Download or read book Hagiography and the History of Latin Christendom 500 1500 written by and published by BRILL. This book was released on 2019-12-02 with total page 497 pages. Available in PDF, EPUB and Kindle. Book excerpt: Hagiography and the History of Latin Christendom, 500–1500 shows the historical value of texts celebrating saints—both the most abundant medieval source material and among the most difficult to use. Hagiographical sources present many challenges: they are usually anonymous, often hard to date, full of topoi, and unstable. Moreover, they are generally not what we would consider factually accurate. The volume’s twenty-one contributions draw on a range of disciplines and employ a variety of innovative methods to address these challenges and reach new discoveries about the medieval world that extend well beyond the study of sanctity. They show the rich potential of hagiography to enhance our knowledge of that world, and some of the ways to unlock it. Contributors are Ellen Arnold, Helen Birkett, Edina Bozoky, Emma Campbell, Adrian Cornell du Houx, David Defries, Albrecht Diem, Cynthia Hahn, Samantha Kahn Herrick, J.K. Kitchen, Jamie Kreiner, Klaus Krönert, Mathew Kuefler, Katherine J. Lewis, Giovanni Paolo Maggioni, Charles Mériaux, Paul Oldfield, Sara Ritchey, Catherine Saucier, Laura Ackerman Smoller, and Ineke van ‘t Spijker.
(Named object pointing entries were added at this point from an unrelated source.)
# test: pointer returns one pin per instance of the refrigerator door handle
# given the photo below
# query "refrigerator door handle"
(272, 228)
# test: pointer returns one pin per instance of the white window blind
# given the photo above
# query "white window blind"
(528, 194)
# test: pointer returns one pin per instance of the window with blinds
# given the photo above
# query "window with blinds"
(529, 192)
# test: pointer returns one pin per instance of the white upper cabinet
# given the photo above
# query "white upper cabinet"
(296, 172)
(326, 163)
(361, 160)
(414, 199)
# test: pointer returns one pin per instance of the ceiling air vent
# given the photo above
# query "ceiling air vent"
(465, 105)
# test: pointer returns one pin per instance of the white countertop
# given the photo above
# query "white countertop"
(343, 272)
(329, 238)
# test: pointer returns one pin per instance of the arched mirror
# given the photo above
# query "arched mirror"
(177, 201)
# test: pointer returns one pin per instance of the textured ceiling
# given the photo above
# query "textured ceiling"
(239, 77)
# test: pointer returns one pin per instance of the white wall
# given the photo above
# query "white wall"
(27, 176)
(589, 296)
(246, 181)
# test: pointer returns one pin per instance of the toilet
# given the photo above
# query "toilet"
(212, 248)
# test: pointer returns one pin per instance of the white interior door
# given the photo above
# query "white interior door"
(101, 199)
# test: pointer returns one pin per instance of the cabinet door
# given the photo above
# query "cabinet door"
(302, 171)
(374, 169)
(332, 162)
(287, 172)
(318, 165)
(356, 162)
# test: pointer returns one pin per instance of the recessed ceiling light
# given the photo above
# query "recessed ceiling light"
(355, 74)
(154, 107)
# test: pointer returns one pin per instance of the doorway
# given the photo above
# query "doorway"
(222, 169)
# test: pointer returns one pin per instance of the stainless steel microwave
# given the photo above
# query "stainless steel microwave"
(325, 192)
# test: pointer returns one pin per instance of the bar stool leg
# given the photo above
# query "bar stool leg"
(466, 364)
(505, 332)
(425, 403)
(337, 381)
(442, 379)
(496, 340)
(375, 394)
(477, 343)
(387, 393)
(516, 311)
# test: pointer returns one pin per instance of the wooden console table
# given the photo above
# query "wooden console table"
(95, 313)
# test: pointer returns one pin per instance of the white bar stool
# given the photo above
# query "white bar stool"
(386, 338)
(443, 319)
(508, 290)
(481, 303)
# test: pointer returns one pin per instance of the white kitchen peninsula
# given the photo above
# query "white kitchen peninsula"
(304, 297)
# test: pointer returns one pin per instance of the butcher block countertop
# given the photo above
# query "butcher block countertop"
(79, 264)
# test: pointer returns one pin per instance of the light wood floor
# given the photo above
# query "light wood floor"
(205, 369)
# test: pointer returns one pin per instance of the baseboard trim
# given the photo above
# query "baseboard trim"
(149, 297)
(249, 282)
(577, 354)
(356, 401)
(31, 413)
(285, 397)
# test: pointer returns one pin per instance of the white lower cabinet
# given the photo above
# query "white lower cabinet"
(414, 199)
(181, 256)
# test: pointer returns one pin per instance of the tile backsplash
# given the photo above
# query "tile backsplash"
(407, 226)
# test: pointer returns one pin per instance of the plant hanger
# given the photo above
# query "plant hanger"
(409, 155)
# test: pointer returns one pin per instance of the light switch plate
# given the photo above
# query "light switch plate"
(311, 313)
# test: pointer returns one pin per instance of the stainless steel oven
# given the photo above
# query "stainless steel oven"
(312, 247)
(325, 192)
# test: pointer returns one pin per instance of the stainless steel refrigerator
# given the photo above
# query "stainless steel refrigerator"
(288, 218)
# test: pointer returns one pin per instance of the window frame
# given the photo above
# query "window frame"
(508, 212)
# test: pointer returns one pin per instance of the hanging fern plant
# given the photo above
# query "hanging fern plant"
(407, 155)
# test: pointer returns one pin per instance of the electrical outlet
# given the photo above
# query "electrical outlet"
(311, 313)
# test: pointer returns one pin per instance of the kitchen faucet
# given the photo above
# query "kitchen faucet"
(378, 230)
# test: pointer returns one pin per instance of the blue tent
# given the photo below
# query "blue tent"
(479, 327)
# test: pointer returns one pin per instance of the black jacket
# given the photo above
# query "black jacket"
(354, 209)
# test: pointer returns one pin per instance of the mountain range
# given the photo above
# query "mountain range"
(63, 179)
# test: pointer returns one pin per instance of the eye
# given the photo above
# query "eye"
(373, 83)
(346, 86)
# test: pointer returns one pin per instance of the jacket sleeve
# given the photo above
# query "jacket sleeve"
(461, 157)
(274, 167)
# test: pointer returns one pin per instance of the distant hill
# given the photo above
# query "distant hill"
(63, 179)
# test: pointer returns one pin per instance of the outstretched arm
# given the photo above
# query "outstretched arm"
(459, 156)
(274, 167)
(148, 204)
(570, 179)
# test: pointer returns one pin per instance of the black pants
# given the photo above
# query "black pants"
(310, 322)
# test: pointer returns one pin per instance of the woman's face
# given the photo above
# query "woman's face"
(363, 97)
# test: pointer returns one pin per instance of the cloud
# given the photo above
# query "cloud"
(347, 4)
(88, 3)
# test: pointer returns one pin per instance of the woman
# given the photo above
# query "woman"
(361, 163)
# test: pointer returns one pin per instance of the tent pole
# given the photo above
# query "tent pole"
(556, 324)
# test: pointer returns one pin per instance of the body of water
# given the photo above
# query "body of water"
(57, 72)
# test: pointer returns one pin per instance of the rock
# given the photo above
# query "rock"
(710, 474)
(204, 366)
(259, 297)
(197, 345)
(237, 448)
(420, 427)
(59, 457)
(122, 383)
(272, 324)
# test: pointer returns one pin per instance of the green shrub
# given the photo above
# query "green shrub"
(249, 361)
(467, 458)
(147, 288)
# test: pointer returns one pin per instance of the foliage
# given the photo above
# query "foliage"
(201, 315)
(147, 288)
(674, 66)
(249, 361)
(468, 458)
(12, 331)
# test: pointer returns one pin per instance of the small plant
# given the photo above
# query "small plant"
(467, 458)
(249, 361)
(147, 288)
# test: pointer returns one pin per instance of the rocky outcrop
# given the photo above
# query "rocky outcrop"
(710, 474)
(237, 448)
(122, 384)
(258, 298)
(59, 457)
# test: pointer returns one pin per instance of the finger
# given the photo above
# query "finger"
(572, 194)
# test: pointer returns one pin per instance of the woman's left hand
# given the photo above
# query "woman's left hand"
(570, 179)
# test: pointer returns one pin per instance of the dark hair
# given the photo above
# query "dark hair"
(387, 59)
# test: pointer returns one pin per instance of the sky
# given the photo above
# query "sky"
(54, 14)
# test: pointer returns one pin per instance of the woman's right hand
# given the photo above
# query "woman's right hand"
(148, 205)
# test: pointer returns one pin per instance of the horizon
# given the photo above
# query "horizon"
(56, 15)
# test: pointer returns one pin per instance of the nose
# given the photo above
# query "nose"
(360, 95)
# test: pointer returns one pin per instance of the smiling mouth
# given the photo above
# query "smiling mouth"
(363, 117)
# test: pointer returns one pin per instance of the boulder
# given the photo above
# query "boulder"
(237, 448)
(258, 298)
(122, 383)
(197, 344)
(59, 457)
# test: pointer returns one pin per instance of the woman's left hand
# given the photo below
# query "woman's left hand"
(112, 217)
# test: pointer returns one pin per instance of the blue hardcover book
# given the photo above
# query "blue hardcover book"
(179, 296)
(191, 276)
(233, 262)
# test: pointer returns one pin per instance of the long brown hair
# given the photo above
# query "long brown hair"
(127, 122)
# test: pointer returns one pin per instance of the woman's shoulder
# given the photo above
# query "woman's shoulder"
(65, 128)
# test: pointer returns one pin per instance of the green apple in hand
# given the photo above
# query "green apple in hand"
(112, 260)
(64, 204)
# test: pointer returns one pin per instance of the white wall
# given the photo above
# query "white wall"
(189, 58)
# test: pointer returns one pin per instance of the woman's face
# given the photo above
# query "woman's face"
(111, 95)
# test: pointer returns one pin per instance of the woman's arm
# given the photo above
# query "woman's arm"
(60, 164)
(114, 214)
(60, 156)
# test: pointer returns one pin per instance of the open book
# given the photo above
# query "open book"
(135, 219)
See inside the book.

Book The Ship of Virtuous Ladies

Download or read book The Ship of Virtuous Ladies written by Symphorien Champier and published by Acmrs Publications. This book was released on 2018 with total page 161 pages. Available in PDF, EPUB and Kindle. Book excerpt: First published in 1503 in Lyons, Symphorien Champier's The Ship of Virtuous Ladies helped launch the French Renaissance version of the querelle des femmes, the debate over the nature and status of women. The three books included in this edition include arguments for gender equality, and a catalogue of virtuous women modeled on Boccaccio's Famous Women and Jacobus de Voragine's Golden Legend. Titled "The Book of True Love," book 4 is especially important in gender history, importing and transforming the male-centered Neoplatonic philosophy of Marsilio Ficino for pro-woman ends.

Book Mary  the Mother of Jesus

Download or read book Mary the Mother of Jesus written by Tomie dePaola and published by Open Road Media. This book was released on 2013-06-18 with total page 37 pages. Available in PDF, EPUB and Kindle. Book excerpt: A beautifully illustrated picture book portrayal of the life of Mary, mother of Jesus Mary has captured the hearts of people throughout the centuries. Great cathedrals have been built in her honor. Many Christians venerate her image. Nearly 80,000 visions of Mary have been claimed since the third century AD. Drawing on scripture, legend, and tradition, Tomie dePaola re-tells the story of Mary’s life in fifteen beautifully illustrated, child-friendly segments. This is a fixed-format ebook, which preserves the design and layout of the original print book.